Response Variable vs. Explanatory Variable
An explanatory variable (x) may help explain/predict changes in a response variable.
A response variable (y) measures an outcome of a study. It is dependent on the explanatory variable.
For example, sunlight exposure would be an explanatory variable (x) for the growth (response variable, y) of the same plants in different environments. Less growth could be explained by less sunlight exposure.
Confounding + Confounding Variables
Confounding occurs when 2 variables are associated in such a way that their influence over a response variable cannot be distinguished from one-another or explicitly identified.
Placebo
A placebo is a treatment that has no active ingredient, but is otherwise like other treatments.
For example, in a medical study, 500 patients may be given an actual pill/medication, while the other 500 may be given a sugar pill (placebo: fake/no actual influence). Placebos are often given to control groups.
Treatment
A treatment is a specific condition applied to the individuals in an experiment.
If an experiment has several explanatory variables, a treatment is a combination of specific values of these variables.
Experimental Unit
An experimental unit is an experimental subject/object to which a treatment is (randomly) assigned.
When the experimental units happen to be humans, they are also often called subjects.
Factors & Levels
In an experiment, a factor is an explanatory variable (x) that is manipulated and may cause a change in the response variable.

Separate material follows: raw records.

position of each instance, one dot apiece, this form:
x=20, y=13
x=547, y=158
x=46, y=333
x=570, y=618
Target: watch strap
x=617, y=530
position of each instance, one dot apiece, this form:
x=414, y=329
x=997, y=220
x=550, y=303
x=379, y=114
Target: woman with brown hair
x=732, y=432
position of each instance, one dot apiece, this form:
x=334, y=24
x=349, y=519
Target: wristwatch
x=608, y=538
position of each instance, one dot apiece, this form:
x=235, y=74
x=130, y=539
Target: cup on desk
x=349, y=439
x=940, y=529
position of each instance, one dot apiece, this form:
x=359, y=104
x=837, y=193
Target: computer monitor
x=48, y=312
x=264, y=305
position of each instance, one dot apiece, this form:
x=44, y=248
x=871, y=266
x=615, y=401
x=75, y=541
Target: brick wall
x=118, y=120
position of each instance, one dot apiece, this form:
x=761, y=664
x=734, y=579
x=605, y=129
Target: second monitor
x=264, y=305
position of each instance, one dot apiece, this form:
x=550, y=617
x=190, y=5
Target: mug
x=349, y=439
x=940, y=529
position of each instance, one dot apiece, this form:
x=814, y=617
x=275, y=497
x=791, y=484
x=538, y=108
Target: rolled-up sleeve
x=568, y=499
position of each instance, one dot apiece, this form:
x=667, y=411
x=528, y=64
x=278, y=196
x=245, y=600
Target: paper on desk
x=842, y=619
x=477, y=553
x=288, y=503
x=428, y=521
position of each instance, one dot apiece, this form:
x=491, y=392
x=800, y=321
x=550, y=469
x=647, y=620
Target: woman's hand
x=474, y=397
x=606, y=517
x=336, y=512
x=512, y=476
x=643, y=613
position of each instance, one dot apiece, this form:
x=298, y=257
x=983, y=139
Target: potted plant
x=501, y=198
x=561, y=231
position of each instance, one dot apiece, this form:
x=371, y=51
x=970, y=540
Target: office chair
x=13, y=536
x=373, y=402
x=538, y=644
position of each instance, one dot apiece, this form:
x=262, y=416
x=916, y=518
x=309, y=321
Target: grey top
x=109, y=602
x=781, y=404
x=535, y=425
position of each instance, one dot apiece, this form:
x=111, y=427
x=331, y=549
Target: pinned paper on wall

The different values of a factor are called levels.
For example: the general treatment of a condition is an explanatory variable, linked to the state of said condition and if it improves/declines. The general treatment would be a factor; the levels could be the different treatments (ex: Medicine A, Medicine B, Medicine C) provided.
Replication
Replication: “use enough subjects”
In an experiment, replication means giving each treatment to enough experimental units so that a difference in the effects of the treatments can be distinguished from chance variation due to the random assignment. In short, replication is what helps statisticians determine whether the results of their experiment were a chance fluke, or if they are actually characteristic of a larger population.
This can be reaffirmed by other statisticians conducting the same experiments in similar environments to “double-check” results.
Experimental Design
1) Use a design that compares two or more treatments.
2) Use chance to assign experimental units to treatments, or vice versa, via random assignment. This will help to reduce bias and create roughly equivalent groups of units by balancing effects of other variables.
3) Keep a control group.
4) Replicate until a consistent pattern can be confirmed in the results.
Completely Randomized Designs
In a completely randomized design, experimental units are assigned to treatments completely at random.
The design itself goes:
1) Determine group size.
2) Random Assignment.
3) Branch out into even groups & indicate value for each.
4) Give each group a different treatment.
5) Compare the changes.
For example:
20 volunteer students → Random assignment . . . → Compare (last step)
→ . . . Group 1 (10 students) → Treatment 1 (caffeine)
→ . . . Group 2 (10 students) → Treatment 2 (no caffeine/control)
Blocks & Randomized Block Design
A block is a group of experimental units that are known before the experiment to be similar in some way that is expected to affect the response to the treatments.
In a randomized block design, the random assignment of experimental units to treatments is carried out separately within each block. However, block assignment is not random.
For example, subjects are first separated into blocks, then, randomly assigned to 2 treatments. Then, their blocks become completely separate, but parallel/visually identical, and tie back together only at the very end after respective comparisons within the blocks to compare results overall.
Sampling Variability
Sampling Variability is a phenomenon that refers to the fact that different random samples of one population produce different estimates every time.
Estimates from larger samples are more precise.